Figure 3. Effect of DACi treatment on the replating efficiency of Sca1+/lin- HSC expressing AML1/ETO and PLZF/RARα. (A) Experimental strategy for studying the influence of the indicated DACi on the biology of murine HSCs. Sca1+/lin- BM cells were infected with the indicated retroviruses and plated in semi-solid medium with the indicated growth factors to determine the serial plating potential in the presence of either dacinostat or vorinostat. Replating efficiency of murine Sca1+/lin- HSC expressing mock (B), AML1/ETO (C) and PLZF/RARα (D) upon exposure to dacinostat (10 nM, 20 nM) or vorinostat (1 µM, 2 µM). Numbers of platings (first to sixth) and CFU numbers are provided.
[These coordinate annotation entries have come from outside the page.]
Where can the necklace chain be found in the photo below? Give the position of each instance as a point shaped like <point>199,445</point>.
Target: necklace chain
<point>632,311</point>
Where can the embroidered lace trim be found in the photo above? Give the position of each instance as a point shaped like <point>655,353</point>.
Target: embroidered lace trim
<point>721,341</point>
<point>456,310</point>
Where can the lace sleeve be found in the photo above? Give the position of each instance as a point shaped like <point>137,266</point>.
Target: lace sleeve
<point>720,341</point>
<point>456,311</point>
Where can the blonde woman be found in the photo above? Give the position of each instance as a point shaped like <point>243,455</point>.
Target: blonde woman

Error bars show means of triplicates with SEM, n = 3.
DACi decrease BMI1- und c-MYC protein expression in LAFP-positive 32D cells
We next aimed to examine the effect of DACi on c-MYC as a potential mechanism underlying LSC targeting in LAFP-positive cells. Due to a limited amount of Sca1+/lin- HSC, AML1/ETO or PLZF/RARα-transduced 32D cells were used for western blot analyses. Treatment with dacinostat or vorinostat for 48 h led to a dose-dependent reduction of c-MYC protein levels (Fig. 4A). The polycomb group protein BMI1 is another key player involved in regulation of the proliferative potential of leukemic stem and progenitor cells.22 Similar to c-MYC, BMI1 was also consistently reduced following DACi treatment. These inhibitory effects were observed in both LAFP- and mock-transduced 32D cells (Fig. 4A). As the cell cycle regulatory gene p21 is a known target of DACi treatment,23 we analyzed its expression and found it to be increased in LAFP-positive and mock 32D as expected (Fig. 4B).
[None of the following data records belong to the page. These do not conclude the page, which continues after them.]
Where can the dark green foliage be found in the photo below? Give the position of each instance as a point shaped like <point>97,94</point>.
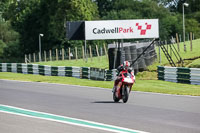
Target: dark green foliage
<point>21,21</point>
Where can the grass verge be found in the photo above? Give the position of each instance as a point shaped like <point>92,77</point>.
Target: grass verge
<point>141,85</point>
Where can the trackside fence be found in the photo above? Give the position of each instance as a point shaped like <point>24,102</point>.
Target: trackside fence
<point>179,74</point>
<point>78,72</point>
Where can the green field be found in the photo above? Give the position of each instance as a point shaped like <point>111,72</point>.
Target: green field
<point>140,85</point>
<point>102,62</point>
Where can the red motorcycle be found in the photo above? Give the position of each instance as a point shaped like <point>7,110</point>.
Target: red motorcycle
<point>123,88</point>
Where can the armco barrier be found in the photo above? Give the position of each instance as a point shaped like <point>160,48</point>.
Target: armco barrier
<point>78,72</point>
<point>179,74</point>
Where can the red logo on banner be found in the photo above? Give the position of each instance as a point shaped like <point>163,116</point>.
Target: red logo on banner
<point>143,31</point>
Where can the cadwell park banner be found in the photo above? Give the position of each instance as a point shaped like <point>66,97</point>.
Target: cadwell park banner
<point>112,29</point>
<point>121,29</point>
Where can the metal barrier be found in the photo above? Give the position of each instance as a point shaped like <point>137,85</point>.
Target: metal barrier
<point>179,74</point>
<point>78,72</point>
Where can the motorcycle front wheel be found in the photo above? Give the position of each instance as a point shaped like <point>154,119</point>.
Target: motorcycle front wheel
<point>115,98</point>
<point>126,94</point>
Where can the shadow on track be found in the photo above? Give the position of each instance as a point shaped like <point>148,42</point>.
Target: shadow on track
<point>106,102</point>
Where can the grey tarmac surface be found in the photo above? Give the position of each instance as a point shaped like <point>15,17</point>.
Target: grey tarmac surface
<point>149,112</point>
<point>10,123</point>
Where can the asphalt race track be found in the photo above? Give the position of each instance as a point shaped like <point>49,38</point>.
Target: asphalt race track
<point>149,112</point>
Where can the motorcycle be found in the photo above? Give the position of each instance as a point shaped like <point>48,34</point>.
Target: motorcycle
<point>123,88</point>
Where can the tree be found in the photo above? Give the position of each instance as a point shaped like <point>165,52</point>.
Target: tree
<point>32,17</point>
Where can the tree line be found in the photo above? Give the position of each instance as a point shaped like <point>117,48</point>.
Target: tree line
<point>21,21</point>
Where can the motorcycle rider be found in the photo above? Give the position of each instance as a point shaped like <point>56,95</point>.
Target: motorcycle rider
<point>124,66</point>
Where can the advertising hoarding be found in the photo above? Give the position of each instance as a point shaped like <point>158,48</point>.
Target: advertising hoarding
<point>121,29</point>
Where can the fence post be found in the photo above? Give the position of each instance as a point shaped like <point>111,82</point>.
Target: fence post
<point>33,57</point>
<point>25,58</point>
<point>56,54</point>
<point>69,54</point>
<point>193,36</point>
<point>159,55</point>
<point>90,53</point>
<point>29,57</point>
<point>83,53</point>
<point>191,41</point>
<point>167,45</point>
<point>63,54</point>
<point>50,55</point>
<point>97,51</point>
<point>39,57</point>
<point>76,53</point>
<point>177,41</point>
<point>45,56</point>
<point>105,51</point>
Figure 4. Effect of DACi on Wnt target genes in Mock, AML1/ETO and PLZF/RARα expressing 32D cells. Infected 32D cells (mock, AML1/ETO and PLZF/RARα) were cultured in the presence or absence of dacinostat (10 and 20 nM) or vorinostat (1 and 2 µM) for 48 h. (A) Nuclear extracts were prepared. Protein expression of BMI1, c-MYC and Ac-H3 was assessed by western blot analysis with the indicated antibodies. (B) Q-RT-PCR analysis of p21 expression. Results are represented as 2-ΔΔCT values. Internal reference gene was GAPDH. One representative experiment is shown.
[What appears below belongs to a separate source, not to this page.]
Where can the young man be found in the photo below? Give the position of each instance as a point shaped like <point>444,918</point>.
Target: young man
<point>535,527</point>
Effect of dacinostat and vorinostat on primary patient samples of high-risk AML
Risk classification of AML is based on cytogenetic and molecular genetic aberrations. Accordingly, AML1/ETO which is present in about 12% of AML cases is associated with a good prognosis.24 The same holds true for the rare PLZF/RARα-positive acute promyelocytic leukemia.25 To assess the potential clinical implications of our findings, we collected leukemic samples from AML patients with genetically defined high-risk disease, who often fail standard chemotherapy.26,27
Figure 5 displays the results of several AML samples representing the most frequent and clinically relevant high-risk features: complex cytogenetic abnormalities, i.e., three or more chromosomal aberrations (FFM03), monosomy of chromosome 7 (FFM12), a monosomal karyotype, i.e., presence of one single monosomy in addition to a complex aberrant karyotype (FFM05), and a normal karyotype with presence of an internal tandem duplication in the FMS-related tyrosine kinase 3 gene (FLT3-ITD; FFM23).24 Here, we show that primary AML samples contain primitive leukemic progenitor cells that are capable of in vitro proliferation for several weeks in presence of the cytokines interleukin-3, stem cell factor, flt3-ligand and thrombopoietin. Within six weeks, an exponential cell growth resulting in a 2–4 log expansion was observed in all three AML samples tested (Fig. 5A).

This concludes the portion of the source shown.